Own-Account Transport and AETR Agreement.

This is a draft report in the area of the transport of perishable goods. This report examines a draft Council Directive on own-account carriage of goods between Member States and a draft Council decision on the amendment of a European Agreement, known as the AETR Agreement, concerning the work crews of vehicles engaged in international road transport and the question of the accession by the European Community to this agreement.

The Commission is seeking to have the proposed Directive implemented by 1 January 1980 so this is a matter which is quite likely to arise during the Irish Presidency. We received the views of the Confederation of Irish Industry, the Irish Road Haulage Association, the Irish Overseas Transport Association and CIE. In examining the proposals we explain what was meant by own-account transport because the proposed directive at paragraph 4 relates to own-account carriage of goods by road and this covers carriage in the operator's own vehicles of his own goods or goods handled in his business. Also the directive would treat a vehicle which is placed at the exclusive disposal of the operator for at least one year as being the operator's own vehicle. We point out that certain types of international own-account transport have already been liberalised within the Community by a 1962 Council Directive and that this new Directive would propose to oblige every Member State to exempt from all remaining quota and authorisation systems, all own-account carriage of goods which have a destination or place of origin on its territory or pass in transit across its territory.

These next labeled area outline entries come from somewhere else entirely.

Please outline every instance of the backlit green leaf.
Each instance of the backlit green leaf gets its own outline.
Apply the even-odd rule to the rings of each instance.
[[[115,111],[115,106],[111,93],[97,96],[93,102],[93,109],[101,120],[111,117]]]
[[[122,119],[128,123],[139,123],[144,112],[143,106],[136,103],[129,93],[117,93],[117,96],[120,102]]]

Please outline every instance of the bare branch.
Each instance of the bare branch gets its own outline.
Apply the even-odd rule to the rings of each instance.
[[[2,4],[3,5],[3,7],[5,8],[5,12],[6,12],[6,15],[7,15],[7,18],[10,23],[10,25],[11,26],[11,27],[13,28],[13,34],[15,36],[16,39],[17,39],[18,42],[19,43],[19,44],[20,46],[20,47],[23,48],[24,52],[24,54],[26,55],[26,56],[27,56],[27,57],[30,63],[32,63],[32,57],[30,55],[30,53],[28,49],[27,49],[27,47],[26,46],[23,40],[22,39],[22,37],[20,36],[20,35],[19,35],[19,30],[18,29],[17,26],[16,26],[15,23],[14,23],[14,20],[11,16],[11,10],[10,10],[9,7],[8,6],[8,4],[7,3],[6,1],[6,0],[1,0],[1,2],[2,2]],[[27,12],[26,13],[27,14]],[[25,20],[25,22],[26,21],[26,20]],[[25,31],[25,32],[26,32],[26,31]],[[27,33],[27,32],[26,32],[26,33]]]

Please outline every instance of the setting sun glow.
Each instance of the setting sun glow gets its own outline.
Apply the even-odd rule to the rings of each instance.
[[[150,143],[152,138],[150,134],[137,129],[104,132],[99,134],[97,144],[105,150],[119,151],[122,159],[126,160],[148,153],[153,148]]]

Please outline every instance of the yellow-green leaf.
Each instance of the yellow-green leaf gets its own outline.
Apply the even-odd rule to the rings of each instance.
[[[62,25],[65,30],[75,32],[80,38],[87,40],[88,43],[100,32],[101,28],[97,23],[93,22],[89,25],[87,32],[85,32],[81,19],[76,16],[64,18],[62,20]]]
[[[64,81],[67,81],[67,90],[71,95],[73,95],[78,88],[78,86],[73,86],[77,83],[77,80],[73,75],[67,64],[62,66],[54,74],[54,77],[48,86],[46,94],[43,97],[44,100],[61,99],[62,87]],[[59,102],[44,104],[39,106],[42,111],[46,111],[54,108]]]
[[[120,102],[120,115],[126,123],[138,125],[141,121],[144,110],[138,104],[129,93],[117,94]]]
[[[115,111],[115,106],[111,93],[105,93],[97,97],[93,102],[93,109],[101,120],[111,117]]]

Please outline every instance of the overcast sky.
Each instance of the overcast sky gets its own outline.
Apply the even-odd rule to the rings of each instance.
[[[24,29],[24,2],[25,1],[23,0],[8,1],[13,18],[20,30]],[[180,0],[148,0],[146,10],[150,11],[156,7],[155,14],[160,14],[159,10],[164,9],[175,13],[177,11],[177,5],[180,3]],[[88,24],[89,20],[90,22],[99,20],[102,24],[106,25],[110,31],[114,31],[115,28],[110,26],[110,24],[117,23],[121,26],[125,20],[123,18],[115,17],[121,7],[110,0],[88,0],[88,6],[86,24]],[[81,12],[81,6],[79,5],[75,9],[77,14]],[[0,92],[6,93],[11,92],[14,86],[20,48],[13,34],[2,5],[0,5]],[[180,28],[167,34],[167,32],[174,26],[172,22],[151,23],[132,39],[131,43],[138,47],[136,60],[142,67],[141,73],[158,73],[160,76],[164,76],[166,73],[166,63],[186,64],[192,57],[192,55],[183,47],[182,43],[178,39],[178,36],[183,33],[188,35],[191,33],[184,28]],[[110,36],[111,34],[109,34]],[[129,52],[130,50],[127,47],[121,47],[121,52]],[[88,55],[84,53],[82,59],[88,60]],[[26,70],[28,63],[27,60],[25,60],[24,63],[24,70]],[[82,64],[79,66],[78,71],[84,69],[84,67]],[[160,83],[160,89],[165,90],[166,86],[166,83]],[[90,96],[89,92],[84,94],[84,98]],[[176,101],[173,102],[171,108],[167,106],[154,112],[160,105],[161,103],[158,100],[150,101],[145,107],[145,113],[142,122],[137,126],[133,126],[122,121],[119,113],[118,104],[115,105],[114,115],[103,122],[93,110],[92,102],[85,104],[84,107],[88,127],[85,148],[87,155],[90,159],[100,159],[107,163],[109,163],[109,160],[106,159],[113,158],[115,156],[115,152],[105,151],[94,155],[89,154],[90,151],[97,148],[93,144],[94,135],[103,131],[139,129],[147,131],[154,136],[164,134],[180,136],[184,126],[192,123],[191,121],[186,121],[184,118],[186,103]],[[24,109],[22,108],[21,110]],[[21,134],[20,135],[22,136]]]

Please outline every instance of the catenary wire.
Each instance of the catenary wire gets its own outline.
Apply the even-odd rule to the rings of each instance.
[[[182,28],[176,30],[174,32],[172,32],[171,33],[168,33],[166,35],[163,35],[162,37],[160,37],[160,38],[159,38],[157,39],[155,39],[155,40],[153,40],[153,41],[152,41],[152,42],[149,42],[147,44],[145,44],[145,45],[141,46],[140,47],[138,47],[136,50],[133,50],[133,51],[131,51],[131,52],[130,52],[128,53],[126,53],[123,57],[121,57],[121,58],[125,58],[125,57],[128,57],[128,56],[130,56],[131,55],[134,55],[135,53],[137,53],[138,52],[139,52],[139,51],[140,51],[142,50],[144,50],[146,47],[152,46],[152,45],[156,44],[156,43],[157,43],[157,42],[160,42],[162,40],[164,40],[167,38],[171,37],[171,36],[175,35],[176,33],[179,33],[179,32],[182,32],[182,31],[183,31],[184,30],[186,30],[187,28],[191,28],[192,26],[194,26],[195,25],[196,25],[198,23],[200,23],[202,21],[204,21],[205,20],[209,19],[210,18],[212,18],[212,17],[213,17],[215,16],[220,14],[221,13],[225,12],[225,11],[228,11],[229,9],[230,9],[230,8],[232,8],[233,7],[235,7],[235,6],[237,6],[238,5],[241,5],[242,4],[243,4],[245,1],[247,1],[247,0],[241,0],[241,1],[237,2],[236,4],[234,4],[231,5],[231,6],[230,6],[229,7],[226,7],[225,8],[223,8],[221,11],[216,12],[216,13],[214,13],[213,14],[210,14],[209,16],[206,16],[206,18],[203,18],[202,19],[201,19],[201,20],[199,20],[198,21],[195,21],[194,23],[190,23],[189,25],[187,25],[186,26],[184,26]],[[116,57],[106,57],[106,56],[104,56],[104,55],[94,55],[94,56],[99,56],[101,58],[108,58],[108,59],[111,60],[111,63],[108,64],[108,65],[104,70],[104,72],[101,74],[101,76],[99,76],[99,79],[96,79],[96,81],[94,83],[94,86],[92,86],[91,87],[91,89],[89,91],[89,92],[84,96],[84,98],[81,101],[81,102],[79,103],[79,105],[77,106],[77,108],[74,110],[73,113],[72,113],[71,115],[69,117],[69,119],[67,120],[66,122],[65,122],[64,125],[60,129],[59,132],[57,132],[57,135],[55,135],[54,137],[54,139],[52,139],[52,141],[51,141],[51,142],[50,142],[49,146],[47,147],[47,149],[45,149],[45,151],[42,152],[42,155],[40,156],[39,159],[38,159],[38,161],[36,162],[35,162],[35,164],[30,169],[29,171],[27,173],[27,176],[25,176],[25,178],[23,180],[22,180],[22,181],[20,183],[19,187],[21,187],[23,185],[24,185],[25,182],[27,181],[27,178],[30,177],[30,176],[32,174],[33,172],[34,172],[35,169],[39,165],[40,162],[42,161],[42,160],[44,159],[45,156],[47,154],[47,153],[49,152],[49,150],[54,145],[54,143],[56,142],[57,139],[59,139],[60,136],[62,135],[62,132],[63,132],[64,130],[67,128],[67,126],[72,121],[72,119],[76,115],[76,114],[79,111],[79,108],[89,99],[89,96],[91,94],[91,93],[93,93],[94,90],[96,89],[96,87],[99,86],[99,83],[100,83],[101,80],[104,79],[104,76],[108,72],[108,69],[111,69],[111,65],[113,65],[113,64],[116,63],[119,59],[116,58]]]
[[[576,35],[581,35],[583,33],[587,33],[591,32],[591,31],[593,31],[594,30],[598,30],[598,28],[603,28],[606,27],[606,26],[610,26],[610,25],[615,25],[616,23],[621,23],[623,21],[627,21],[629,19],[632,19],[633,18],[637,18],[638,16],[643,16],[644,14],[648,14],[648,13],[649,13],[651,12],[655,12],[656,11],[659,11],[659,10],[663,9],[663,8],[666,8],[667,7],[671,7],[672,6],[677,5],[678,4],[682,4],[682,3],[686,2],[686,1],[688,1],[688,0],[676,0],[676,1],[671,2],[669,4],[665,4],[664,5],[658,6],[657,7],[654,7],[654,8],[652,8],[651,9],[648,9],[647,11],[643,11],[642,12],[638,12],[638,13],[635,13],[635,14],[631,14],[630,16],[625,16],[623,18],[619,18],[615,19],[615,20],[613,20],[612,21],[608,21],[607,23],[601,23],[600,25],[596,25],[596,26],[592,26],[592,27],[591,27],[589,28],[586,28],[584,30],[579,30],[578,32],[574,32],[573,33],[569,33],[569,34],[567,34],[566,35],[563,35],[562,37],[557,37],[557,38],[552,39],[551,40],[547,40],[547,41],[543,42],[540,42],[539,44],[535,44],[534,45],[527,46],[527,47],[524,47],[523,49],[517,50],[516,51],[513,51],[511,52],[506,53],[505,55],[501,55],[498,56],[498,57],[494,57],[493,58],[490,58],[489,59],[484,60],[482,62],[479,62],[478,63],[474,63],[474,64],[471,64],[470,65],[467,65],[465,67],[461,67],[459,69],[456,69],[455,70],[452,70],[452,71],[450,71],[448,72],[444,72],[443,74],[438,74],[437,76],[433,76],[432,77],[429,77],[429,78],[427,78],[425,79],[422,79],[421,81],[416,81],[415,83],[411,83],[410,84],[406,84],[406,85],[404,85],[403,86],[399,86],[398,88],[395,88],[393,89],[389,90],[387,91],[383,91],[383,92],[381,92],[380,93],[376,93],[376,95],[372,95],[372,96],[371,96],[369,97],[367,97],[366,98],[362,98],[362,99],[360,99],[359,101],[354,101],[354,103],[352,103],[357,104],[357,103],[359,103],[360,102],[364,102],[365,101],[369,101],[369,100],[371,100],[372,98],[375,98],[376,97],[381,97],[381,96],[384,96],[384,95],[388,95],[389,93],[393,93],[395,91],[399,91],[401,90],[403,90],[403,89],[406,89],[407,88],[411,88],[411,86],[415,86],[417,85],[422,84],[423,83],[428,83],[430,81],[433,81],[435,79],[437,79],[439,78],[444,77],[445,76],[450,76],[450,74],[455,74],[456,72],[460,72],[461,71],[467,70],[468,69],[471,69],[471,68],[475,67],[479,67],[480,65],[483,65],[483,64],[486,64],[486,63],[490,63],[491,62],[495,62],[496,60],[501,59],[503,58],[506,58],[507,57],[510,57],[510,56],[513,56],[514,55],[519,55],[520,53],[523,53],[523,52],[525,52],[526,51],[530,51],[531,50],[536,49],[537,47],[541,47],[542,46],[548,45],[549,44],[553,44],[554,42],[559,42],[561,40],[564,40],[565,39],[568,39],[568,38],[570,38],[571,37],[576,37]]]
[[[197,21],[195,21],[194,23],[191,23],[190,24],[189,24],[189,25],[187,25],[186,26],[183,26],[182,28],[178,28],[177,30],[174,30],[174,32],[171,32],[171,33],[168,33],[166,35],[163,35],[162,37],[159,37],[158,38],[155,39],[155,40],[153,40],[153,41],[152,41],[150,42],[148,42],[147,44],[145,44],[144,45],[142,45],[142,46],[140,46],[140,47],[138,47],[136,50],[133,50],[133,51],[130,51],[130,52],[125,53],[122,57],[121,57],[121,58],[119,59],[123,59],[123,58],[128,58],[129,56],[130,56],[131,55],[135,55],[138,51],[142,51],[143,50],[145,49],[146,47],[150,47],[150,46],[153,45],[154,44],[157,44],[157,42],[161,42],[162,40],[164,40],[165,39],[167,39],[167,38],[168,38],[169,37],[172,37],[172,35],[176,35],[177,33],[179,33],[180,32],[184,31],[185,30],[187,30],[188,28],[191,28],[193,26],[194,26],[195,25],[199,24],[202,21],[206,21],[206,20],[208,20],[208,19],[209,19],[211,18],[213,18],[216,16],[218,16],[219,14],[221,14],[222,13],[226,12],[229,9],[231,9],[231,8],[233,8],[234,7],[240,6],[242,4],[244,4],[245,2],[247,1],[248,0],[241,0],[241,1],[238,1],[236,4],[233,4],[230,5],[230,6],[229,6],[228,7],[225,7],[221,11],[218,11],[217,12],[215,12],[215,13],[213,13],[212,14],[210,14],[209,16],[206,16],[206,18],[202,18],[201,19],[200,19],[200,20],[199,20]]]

Looking at the implications for Ireland at paragraph 5 we note that Ireland has already exempted all international transport on own-account from quota restrictions except in the case of transport carried out in accordance with the bilateral road transport agreement with France. There are, however, licences required for foreign owned vehicles engaged in own-account transport to or from Ireland and the adoption of this Directive will involve dropping the licensing requirement and also abolishing the remaining quota restrictions.

We note at paragraph 6 that the adoption of the Directive would not affect the rules governing transport within the State but that it would give rise to consideration of the desirability of different rules applying to national and international transport operations because in Ireland own-account transport is defined in section 112 of the Road Transport Act, 1944. It is not subject to any restriction but own-account operators cannot use hired or leased vehicles except when their own vehicles are under repair. The question arises then, if the Directive is adopted the carriage of goods between Member States in vehicles leased or hired to the operator for at least one year would be treated as own-account carriage of goods? There would have to be some consideration of applying the same system internally as under the Directive.

We then give the views of the Joint Committee and stated that we consider that the proposed Directive is in line with the objectives of the Treaty of Rome. We understand that, while over 80 per cent of trade routes do not at present have any restrictions on own-account carriage of goods, there are still 14 routes involving trade to or from Ireland which are subject to quota restrictions. We believe that the removal of these restrictions would benefit the country. It was represented to the Sub-Committee that the Directive should contain a provision similar to that governing national transport in the Transport Act, 1956, whereby the use of a vehicle hired for a short period to replace a vehicle undergoing repair would be permitted. It would not just be a question of having own-account transport where a vehicle was under repair but also where it was hired for a short period, not necessarily for 12 months. The Sub-Committee considered that this was a reasonable request and should be supported.

We accept the need for safeguarding against the possibility of abuse and that strict precautions are necessary to ensure that own account transport can be easily identified. The view of the Sub-Committee was that this was in line with the Treaty of Rome and with the Commission's proposals in this area. There was no objection from any sector to it. The only question arose out of the definition of own-account transport which is slightly different, at European level, from the Irish definition.

The second matter dealt with was the AETR Agreement. This concerns the work of crews of vehicles engaged in international road transport. It prescribes that there be requirements for international journeys between Community countries and third countries which are contracting parties to the Agreement and that there be a code of practice in relation to this. This agreement has already been ratified by a number of European and Community countries. There is a provision that the AETR would cover the same field as the social legislation of the EEC regarding road transport. What we are doing is exporting our own standards elsewhere in Europe on an international level. The EEC rules are now part of Irish law and are being implemented here. These include the rules relating to the tachograph, the " spy-in-the-cab ". They are being implemented here over a phased period in accordance with our own statutory instruments. The latest statutory instrument is one regarding the installation and use of tachographs which was made by the Minister for Labour on 19 June 1979. We are basically seeking to extend this to international transport and providing the same conditions there. This would be desirable and is recommended to the Committee.

Paragraphs 1 to 15, inclusive, agreed to.

Draft Report agreed to.

Ordered: To report accordingly.

I should like to thank members of the Social Affairs Sub-Committee for the time put into preparing these reports. They are fairly technical and required the Sub-Committee members to read a considerable amount of detailed and technical proposals. They also had to look at submissions from the interest groups and consider the draft report.

I should like to compliment the members of the various sub-committees for the work they have done.

The Joint Committee adjourned at 4.40 p.m.